←back to thread

Refusal in LLMs is mediated by a single direction

(www.lesswrong.com)
110 points veryluckyxyz | 3 comments | 03 May 24 00:55 UTC | HN request time: 0s | source
Show context
HanClinto ◴[03 May 24 14:57 UTC] No.40248418[source]
This is a really fascinating paper.

> Our hypothesis is that, across a wide range of harmful prompts, there is a single intermediate feature which is instrumental in the model’s refusal. In other words, many particular instances of harmful instructions lead to the expression of this "refusal feature," and once it is expressed in the residual stream, the model outputs text in a sort of "should refuse" mode.

At first blush it strikes me as a tenuous hypothesis, but really cool that it holds up.
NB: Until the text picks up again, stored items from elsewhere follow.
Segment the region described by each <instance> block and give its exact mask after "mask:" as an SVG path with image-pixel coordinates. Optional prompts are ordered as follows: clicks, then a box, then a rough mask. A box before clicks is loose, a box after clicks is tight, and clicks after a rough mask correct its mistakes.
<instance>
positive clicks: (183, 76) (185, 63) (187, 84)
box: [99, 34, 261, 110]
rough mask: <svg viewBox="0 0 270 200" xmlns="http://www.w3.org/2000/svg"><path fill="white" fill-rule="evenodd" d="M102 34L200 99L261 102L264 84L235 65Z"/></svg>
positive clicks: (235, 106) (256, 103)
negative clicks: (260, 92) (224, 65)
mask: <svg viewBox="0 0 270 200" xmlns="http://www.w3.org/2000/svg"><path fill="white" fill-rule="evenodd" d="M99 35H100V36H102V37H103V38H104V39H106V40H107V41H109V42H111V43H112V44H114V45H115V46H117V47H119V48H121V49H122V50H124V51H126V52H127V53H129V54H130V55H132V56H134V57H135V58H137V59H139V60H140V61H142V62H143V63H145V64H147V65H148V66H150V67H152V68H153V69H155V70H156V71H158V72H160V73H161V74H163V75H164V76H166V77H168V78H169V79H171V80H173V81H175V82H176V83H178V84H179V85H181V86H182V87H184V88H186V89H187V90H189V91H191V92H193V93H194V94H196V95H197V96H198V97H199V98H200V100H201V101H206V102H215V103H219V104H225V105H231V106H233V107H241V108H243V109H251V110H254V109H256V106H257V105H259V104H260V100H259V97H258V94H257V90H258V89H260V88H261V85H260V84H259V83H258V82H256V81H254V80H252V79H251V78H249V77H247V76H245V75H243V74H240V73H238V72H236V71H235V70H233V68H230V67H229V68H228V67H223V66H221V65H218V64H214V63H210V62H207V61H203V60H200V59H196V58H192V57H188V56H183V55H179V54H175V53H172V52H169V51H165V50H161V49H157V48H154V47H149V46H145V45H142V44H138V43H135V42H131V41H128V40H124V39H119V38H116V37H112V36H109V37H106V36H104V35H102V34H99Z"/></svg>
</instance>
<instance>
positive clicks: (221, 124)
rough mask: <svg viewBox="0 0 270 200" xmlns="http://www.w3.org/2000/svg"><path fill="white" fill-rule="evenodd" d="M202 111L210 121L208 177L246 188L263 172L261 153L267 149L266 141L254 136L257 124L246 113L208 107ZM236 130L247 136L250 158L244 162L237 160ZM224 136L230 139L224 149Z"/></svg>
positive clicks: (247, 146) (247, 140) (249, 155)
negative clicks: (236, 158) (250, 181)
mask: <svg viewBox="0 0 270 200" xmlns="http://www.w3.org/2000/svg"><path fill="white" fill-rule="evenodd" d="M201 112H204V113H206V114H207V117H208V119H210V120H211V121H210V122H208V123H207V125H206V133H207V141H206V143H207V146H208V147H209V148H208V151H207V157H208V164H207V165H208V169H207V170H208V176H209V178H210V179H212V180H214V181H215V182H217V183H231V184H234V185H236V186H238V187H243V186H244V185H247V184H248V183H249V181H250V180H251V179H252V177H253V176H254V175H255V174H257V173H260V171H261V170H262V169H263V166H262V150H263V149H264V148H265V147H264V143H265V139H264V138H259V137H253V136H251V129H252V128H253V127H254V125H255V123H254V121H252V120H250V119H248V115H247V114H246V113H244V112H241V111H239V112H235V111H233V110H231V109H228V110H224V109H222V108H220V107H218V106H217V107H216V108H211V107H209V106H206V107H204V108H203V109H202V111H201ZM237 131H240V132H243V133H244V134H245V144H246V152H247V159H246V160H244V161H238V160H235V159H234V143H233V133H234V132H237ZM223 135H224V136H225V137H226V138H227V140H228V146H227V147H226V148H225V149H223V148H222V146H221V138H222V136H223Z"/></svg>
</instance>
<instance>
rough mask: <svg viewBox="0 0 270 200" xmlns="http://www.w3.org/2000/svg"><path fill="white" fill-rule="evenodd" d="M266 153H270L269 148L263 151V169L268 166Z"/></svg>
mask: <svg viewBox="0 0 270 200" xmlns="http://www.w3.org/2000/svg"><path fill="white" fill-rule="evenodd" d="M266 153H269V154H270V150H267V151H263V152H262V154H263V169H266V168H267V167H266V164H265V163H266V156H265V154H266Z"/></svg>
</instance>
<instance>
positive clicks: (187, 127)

Fantastic work!

> 1) Run the model on harmful instructions and harmless instructions, caching all residual stream activations at the last token position > 2) Compute the difference in means between harmful activations and harmless activations.

This is dirt-simple, but awesome that it works!

> We can implement this as an inference-time intervention: every time a component c (e.g. an attention head) writes its output c out ∈ R d model to the residual stream, we can erase its contribution to the "refusal direction" ^r. We can do this by computing the projection of c out onto ^r, and then subtracting this projection away: > Note that we are ablating the same direction at every token and every layer. By performing this ablation at every component that writes the residual stream, we effectively prevent the model from ever representing this feature.

This is definitely the "big-hammer" approach, and while it no doubt would give the best results, I wonder if simply ablating the refusal vector at the final activation layer would be sufficient...? I would be interested in seeing experiments about this -- if that were the case, then this would certainly be easier to reproduce, because the lift would be much lower.

Regardless, I'm still somewhat new to LLMs, but it feels like this is the sort of paper that we should be able to reproduce in something like llama.cpp without too much trouble...? And the best part is, there's no retraining / fine-tuning involved -- we simple need to feed in a number of prompts that we want to find the common refusal vector for, a number of innocuous prompts, mash them together, and then feed that in as an additional parameter for the engine to ablate at inference time. Boom, instant de-censorship!

replies(2): >>40249722 #>>40252150 #
amluto ◴[03 May 24 16:51 UTC] No.40249722[source]
> We can do this by computing the projection of c out onto ^r, and then subtracting this projection away

That looks exactly equivalent to multiplying by a matrix that nulls out that vector and preserves everything else. (This is trivial linear algebra!) One could presumably multiply such a matrix into the model weights to get exactly the same effect, and then one could run the model using any inference engine.

Of course, the project-and-subtract formulation is faster for each projection, and one could premultiply the matrices by projecting-and-subtracting each row or column (depending on which side one wants to multiply on) using the project-and-subtract trick. This would make computing the new weights very fast, even with a slow CPU and no GPU.

replies(1): >>40249978 #
1. HanClinto ◴[03 May 24 17:17 UTC] No.40249978[source]
> That looks exactly equivalent to multiplying by a matrix that nulls out that vector and preserves everything else. (This is trivial linear algebra!) One could presumably multiply such a matrix into the model weights to get exactly the same effect, and then one could run the model using any inference engine.

Oh fascinating -- so almost like LoRa weight-adjustment being added to a fully trained model after-the-fact?

replies(1): >>40250395 #
2. amluto ◴[03 May 24 17:56 UTC] No.40250395[source]
It’s certainly a low rank fine-tune — the weight difference would be rank 1! But I think it’s more useful to think of it as a multiplicative change, not an additive change.
replies(1): >>40251760 #
3. HanClinto ◴[03 May 24 20:03 UTC] No.40251760[source]
Nice, thank you! You're adding to my reading list, and I appreciate that! :)

I'm still mulling over how difficult it would be to reimplement this with "stock" llama.cpp.

It feels like the first step would be to essentially get the "super-embeddings" for each prompt -- instead of grabbing just the text embeddings (which I understand is usually only the narrowest layer?) -- we would want to store off the activations for every layer. Then save them all to a list, average them together, and then figure out a way to use that to modify the weights of the model -- either at runtime (I imagine this much like a current guidance-vector would be loaded), or else (as you suggested) write a script to bake the modifications into the core model (but using multiplication rather than addition).

Does that match your understanding?

Thank you very much for helping me think this through!